Taras doesn’t flinch. He just crosses his arms and waits. “How much time do we have?”
“A week. Maybe less, if she gets impatient.”
“And if she goes to the feds?”
“Then we deal with it.” I look up at him. “The same way we always do. With blood and fire.”
He nods slowly. “Alright. What do you need from me?”
“Find out where she’s staying. Who she’s working with. What her next move is.”
“On it.” He turns to leave, but then stops and turns around again. “You know she’s going to come after Olivia, right? You need to tell her. Warn her.”
“I will.”
“When?”
“That’ll be all, Taras.”
To his credit, he doesn’t push any further. He just nods and leaves.

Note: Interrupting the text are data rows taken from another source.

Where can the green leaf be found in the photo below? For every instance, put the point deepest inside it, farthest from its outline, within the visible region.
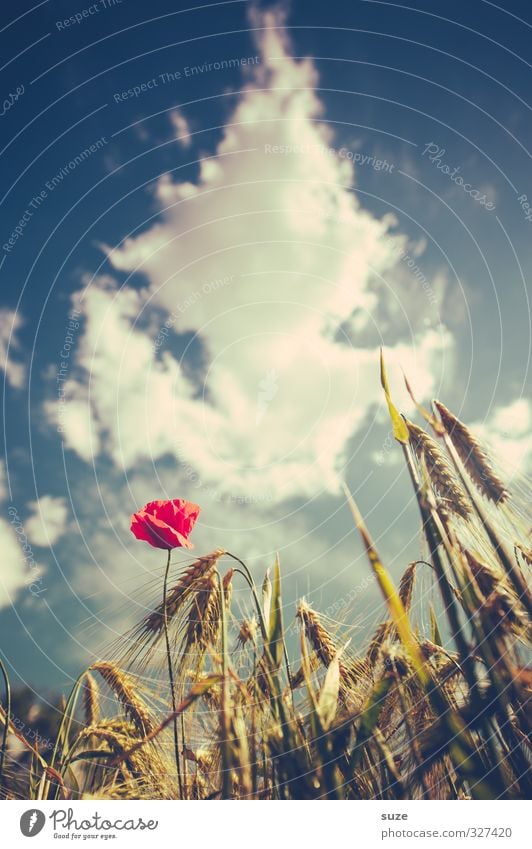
(267, 595)
(328, 698)
(400, 430)
(435, 631)
(275, 631)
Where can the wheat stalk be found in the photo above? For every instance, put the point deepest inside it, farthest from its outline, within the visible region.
(473, 456)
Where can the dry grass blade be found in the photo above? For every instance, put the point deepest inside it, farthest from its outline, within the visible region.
(125, 687)
(91, 701)
(473, 456)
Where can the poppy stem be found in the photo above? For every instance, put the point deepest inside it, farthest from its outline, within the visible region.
(171, 676)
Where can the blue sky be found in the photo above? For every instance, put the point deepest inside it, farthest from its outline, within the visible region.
(242, 202)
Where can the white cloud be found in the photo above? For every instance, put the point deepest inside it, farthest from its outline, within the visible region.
(47, 521)
(262, 260)
(10, 323)
(508, 432)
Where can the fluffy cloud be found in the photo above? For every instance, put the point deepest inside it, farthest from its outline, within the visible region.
(508, 431)
(17, 566)
(10, 323)
(260, 262)
(47, 521)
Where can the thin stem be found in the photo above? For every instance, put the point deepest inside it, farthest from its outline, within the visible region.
(171, 677)
(7, 718)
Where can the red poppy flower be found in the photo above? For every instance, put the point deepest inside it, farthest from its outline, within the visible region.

I’m alone again. The office is quiet except for the ticking of the clock on the wall. Each sweep of the hand feels like it’s being ripped out of my skin. I pull out my phone and look at Olivia’s name in my contacts. I should call her. She needs to know what’s happening.
But I can’t.
Not yet.
Because if I tell her, she’ll want to help. To find some peaceful solution where everyone walks away happy. And there is no peaceful solution. Not with Natalia.
The only way this ends is with one of us dead.
I just have to make sure it’s her.
I pocket my phone and stand. My legs feel unsteady, but I force them to hold. One week. I have one week to figure out how to kill a ghost.
I’m going to need every second of it.